With the school cranking out fliers and other propaganda promoting the University, one update that should not be put off is sprucing up the University of La Verne website.
Potential students who are considering La Verne visit the website as a reference and it is always the first impression one gets of the school.
In this case, the impression would first be a nice and clean website with any information you would ever need on admissions spelled out for students on the main page.
The website includes revolving pictures of accomplishments and services the University offers, not just academically, but socially as well.
The main page is attractive, but it is basically an electronic flier.
If anyone visits the site and select the “Prospective Students” tab, it will continue in the same format, but if you move your mouse over one tab — to “Current Students” — the page takes the student to a different version and format, much like a time machine to the website’s primitive stages.
If current students, or curious visitors, are looking for anything specific, it turns into a mission trying to find the information. The website’s background changes from a nice one that matches the main homepage to another one left over from a previous outdated version of the site.
This is not only tacky and unorganized, but is a bad representation of the University. While this website provides beneficial resources for any user, it works in a form of false advertising.
In the first layer, the University is represented in a modern fashion that paints a picture that matches the institution: green, clean and the clear message that it is always moving forward. However, if they click on other tabs and dive more into the website, they will outdated information and plenty of links that lead to 404 File Not Found pages.

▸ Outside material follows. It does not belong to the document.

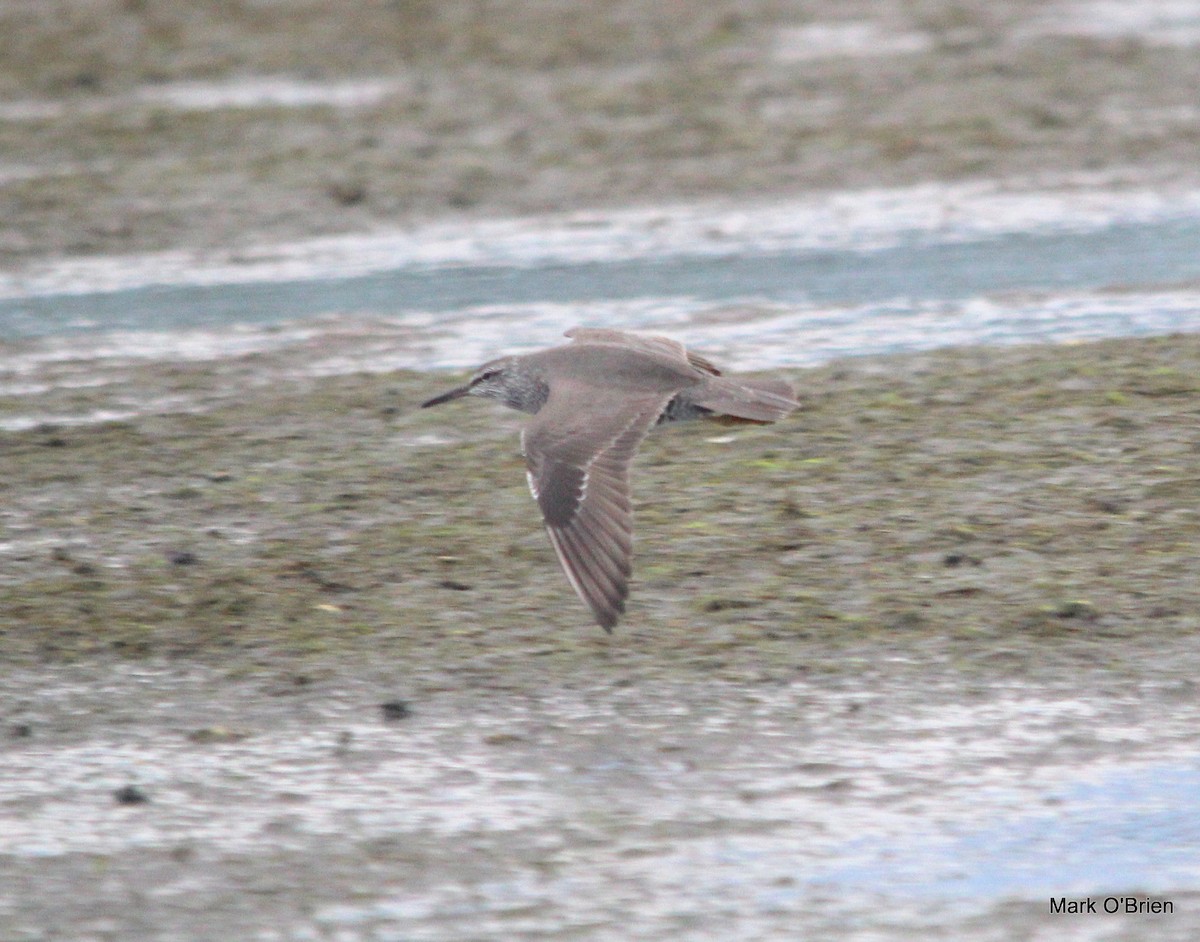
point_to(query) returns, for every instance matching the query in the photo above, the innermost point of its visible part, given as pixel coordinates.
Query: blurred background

The site makes it look like the school only does things halfway, leaving other things they consider unimportant behind. For a school that is so fixated on admissions and enrollment, one would think that this would be its main priority would be to improve this website but it seems that it is not the case.
It takes students an eternity to try and find a specific part of the website when they have questions about registration or something within their department. Information is often buried too many clicks away from a main page, and the site’s search function is hit-or-miss.
When users finally do find what they are looking for, it is buried deep in the website by numerous windows and looks like a different website all together.
The University does seem that it is starting to changes things with the launch of MyLaVerne Portal a year ago, a resource that collaborates MyLaVerne with Blackboard and student email. Despite this modern look, it requires students to click through a variety of extra windows.
If a student wanted to check their status—registration, financial aid, grades—it is still faster to check it by clicking on the “MyLaVerne” tab, instead of going through MyLaVerne Portal.
The website is an important marketing tool, which is why it needs to be attractive and functional from top to bottom. A little window dressing on the top level pages isn’t enough.